The festival will hold a tribute for Buirski alongside filmmaker D. A. (Penny) Pennebaker, a Full Frame board member who died in 2019.
“Remembering Nancy and Penny, I cannot think of two people who are more responsible for shaping Full Frame as a cultural institution,” co-festival director and artistic director Sadie Tillery wrote in a press release. “Full Frame would not be Full Frame without them, and it means the world to me to highlight their invaluable contributions this year.”

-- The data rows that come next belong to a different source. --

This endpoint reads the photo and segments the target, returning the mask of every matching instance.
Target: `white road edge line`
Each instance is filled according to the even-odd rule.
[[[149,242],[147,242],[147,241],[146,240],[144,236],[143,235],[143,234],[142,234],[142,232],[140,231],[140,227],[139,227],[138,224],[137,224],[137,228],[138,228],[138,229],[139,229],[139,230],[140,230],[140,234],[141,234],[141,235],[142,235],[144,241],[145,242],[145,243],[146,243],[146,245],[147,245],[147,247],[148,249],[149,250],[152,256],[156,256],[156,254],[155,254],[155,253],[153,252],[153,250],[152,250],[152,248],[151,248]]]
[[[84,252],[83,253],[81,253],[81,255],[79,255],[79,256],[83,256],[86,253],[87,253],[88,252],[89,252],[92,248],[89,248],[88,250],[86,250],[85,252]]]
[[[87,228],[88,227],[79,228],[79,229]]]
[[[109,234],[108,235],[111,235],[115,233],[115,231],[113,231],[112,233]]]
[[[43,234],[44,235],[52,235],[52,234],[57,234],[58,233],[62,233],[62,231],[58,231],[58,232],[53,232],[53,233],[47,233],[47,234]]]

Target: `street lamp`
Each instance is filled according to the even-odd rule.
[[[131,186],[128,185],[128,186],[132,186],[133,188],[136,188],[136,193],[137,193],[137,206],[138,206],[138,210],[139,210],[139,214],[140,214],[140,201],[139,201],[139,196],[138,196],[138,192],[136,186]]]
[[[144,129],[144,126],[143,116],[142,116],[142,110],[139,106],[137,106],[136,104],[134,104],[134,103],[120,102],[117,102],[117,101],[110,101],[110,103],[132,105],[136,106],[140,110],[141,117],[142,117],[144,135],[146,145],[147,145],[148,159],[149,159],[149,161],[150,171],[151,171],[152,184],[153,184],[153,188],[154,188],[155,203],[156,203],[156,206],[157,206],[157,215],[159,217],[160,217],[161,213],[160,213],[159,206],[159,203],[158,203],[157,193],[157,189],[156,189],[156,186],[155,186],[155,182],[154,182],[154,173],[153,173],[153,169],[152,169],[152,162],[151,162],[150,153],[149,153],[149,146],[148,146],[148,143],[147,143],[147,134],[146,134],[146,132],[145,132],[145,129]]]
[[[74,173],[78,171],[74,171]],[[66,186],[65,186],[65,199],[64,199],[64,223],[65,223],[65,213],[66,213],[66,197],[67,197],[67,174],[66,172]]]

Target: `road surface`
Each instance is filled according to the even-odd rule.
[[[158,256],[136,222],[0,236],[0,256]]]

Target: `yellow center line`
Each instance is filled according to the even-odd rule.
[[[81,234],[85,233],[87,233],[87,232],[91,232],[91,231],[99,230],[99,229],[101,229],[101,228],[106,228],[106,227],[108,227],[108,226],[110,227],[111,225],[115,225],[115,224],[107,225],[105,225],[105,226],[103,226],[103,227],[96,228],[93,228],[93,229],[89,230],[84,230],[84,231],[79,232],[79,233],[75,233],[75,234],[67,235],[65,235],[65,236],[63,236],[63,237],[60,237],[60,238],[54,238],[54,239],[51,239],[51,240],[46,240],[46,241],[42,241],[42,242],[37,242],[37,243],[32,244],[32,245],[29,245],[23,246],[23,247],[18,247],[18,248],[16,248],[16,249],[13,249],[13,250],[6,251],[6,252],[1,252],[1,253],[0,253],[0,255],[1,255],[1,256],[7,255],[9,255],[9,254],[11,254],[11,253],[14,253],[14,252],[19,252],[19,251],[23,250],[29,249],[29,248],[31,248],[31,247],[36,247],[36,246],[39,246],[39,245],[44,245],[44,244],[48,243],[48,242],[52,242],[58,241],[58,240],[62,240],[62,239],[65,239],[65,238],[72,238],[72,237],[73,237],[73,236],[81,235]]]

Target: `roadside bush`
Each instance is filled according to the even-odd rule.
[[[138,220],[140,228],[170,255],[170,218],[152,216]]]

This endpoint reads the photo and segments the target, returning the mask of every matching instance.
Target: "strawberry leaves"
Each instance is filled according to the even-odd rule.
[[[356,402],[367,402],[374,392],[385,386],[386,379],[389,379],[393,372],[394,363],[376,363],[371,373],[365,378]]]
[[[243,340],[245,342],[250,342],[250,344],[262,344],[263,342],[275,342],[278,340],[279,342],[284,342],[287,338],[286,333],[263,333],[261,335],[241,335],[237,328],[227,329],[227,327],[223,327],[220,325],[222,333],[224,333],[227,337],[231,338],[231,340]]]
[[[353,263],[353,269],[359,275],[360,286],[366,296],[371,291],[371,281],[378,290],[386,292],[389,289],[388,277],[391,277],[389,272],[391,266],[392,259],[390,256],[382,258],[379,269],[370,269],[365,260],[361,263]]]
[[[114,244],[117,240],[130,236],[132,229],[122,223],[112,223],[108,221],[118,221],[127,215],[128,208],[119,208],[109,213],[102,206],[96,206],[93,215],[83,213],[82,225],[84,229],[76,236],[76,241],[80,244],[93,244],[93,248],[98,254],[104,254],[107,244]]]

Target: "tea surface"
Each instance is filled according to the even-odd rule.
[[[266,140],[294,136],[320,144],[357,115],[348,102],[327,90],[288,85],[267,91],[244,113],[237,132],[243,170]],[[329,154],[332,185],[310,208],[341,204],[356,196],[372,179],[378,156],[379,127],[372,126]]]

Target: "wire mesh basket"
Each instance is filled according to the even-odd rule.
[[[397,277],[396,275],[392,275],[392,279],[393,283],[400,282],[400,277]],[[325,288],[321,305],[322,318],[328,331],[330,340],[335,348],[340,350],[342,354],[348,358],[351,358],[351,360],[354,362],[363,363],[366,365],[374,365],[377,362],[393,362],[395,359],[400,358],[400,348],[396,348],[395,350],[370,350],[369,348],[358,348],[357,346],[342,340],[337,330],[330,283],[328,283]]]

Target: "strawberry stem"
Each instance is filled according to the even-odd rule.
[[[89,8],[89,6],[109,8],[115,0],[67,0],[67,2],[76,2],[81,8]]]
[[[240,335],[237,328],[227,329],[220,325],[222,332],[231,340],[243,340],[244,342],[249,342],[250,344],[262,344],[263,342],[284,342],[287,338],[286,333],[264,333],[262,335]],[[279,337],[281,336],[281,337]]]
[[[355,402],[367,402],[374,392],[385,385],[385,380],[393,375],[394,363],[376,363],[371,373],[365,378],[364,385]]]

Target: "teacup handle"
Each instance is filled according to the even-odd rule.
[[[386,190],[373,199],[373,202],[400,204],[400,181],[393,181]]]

The tribute showcases three of Buirski’s films, including The Loving Story, a documentary about the interracial couple behind the history-making Supreme Court case Loving v. Virginia. The tribute will also feature four documentaries by Pennebaker, who often trained his camera on mid-century icons like Bob Dylan, Duke Ellington, and Norman Mailer.

Music icons emerge as a theme elsewhere in the festival with the screening of Eno, directed by Hustwit, and produced by Hustwit and Edwards, following the creative process of musician Brian Eno.
“Full Frame is enormously proud of this year’s NEW DOCS and Invited Programs,” said Tillery. “These selections come from around the world and illuminate a stirring array of ideas and lived experiences. They also exemplify the craft of documentary filmmaking—its extraordinary range of form and approach.”